The end usually comes with an injection given at home.
As Lamit reported, the government is considering a parliamentary committee proposal that calls for extending the measure to also include minors who are deemed capable of making the big decision themselves.
The federal government is also considering implementing a nationwide law approved in June by the province of Quebec that allows patients to proactively request death when they reach a predetermined level of disability from Alzheimer’s or similar diseases.
The measure was implemented across Canada at the request of Dying With Dignity Canada, which has sent nearly 10,000 letters to the government so far.
Lamet said, however, that “more time is needed” for a decision to be made.
Lisa Polley first discussed the issue with her psychiatrist Justin Denbo in 2021. Polly has tried a variety of treatments and been hospitalized twice for anorexia, but to this day has not found a solution and is constantly pondering what to do next.
Polly’s mother, Mary Heatley, initially could not accept that her daughter might choose death. But he changed his mind when he discussed it with her.
“She can’t see herself living another 10 or 20 years in this situation,” Heatley said.
medical standards
Some experts believe that mental illness alone cannot be a criterion for assisted suicide.
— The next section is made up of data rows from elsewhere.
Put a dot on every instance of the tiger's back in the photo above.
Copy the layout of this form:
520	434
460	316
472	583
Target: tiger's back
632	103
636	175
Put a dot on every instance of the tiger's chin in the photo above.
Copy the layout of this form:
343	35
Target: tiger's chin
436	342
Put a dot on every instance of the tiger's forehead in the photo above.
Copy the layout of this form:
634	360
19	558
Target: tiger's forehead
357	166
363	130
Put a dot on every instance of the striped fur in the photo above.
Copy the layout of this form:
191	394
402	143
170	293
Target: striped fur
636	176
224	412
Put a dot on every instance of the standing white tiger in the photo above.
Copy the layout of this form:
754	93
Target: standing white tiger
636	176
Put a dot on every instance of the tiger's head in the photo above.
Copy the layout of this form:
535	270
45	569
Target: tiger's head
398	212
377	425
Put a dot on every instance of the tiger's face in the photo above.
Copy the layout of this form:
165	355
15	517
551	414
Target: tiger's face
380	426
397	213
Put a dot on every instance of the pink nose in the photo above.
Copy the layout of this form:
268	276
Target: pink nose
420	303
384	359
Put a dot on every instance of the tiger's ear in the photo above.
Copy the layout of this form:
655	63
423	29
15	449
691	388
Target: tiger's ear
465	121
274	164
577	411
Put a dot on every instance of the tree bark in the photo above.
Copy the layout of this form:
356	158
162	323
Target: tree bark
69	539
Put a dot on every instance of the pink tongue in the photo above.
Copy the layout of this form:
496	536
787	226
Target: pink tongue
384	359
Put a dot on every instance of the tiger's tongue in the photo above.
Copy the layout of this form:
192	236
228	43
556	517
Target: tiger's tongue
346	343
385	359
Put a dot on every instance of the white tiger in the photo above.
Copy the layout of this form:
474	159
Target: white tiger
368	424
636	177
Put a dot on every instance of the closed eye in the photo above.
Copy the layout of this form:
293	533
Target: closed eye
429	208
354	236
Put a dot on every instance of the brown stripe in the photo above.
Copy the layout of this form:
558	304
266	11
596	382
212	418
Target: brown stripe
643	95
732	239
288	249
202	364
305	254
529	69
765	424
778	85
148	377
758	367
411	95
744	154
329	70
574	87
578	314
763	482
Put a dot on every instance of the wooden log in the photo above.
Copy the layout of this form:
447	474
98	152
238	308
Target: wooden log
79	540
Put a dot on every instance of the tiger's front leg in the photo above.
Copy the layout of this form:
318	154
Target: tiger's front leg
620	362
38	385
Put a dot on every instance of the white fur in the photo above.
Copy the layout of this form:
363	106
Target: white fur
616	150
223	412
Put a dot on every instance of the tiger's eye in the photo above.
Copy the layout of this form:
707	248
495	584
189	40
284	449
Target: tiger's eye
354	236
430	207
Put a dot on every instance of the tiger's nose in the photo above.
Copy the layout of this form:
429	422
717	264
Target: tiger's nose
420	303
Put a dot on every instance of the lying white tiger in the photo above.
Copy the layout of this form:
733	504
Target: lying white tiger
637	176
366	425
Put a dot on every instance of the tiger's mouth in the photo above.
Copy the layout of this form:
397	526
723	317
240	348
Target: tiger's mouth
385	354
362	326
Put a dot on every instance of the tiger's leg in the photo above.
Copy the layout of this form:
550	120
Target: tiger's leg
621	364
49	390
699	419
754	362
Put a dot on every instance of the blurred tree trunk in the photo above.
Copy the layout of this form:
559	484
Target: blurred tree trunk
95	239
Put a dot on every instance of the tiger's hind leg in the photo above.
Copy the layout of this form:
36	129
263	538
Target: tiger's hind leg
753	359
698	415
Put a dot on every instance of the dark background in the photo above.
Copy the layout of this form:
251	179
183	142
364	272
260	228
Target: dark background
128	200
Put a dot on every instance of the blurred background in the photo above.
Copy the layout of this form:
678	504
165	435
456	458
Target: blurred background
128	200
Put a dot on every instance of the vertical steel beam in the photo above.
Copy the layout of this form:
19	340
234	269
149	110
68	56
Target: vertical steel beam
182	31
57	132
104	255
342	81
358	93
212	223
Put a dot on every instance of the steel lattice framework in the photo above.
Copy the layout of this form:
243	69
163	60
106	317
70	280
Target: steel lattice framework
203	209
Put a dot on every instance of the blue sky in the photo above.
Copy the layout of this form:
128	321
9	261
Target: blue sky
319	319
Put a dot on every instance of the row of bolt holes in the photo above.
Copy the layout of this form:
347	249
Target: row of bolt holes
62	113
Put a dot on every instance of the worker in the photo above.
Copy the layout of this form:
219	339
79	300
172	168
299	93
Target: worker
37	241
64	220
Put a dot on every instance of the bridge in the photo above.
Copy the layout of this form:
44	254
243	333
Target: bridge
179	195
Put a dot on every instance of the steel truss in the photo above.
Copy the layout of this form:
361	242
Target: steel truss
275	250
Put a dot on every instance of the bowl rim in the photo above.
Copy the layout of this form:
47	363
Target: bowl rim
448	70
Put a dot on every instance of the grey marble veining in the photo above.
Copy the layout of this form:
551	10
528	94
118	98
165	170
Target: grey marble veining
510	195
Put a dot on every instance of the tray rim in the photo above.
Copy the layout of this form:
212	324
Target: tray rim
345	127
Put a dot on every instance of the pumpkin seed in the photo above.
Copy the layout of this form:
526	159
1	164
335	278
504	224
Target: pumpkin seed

Sonu Jade, a psychiatrist at Sunnybrook Hospital in Toronto, points out that in many cases it is difficult to assess whether mental illness is truly untreatable, just as it is difficult to distinguish between pathological suicidal tendencies and a rational decision to die.
“We don’t even understand the biology of most mental illnesses,” he said.
Some activists also worry that expanding the measure will put people with physical or mental disabilities at risk.
Michelle Hewitt of patient organization Disability Without Poverty gave the example of ALS patient Sean Taggert, who chose assisted suicide in 2019 when he tried unsuccessfully to secure 24-hour care at home.
“He was very clear about what he wanted, more hours of in-home care. When he was told he would have to move into a nursing home away from his family, especially his son, he assisted suicide,” Hewitt said.
Incidents of this kind are “tragic”, Lamer replied, but the law does not allow patients to kill themselves simply because they are facing social or financial hardship.
“If you are not covered by the medical criteria, they will not have access,” said the Minister of Justice.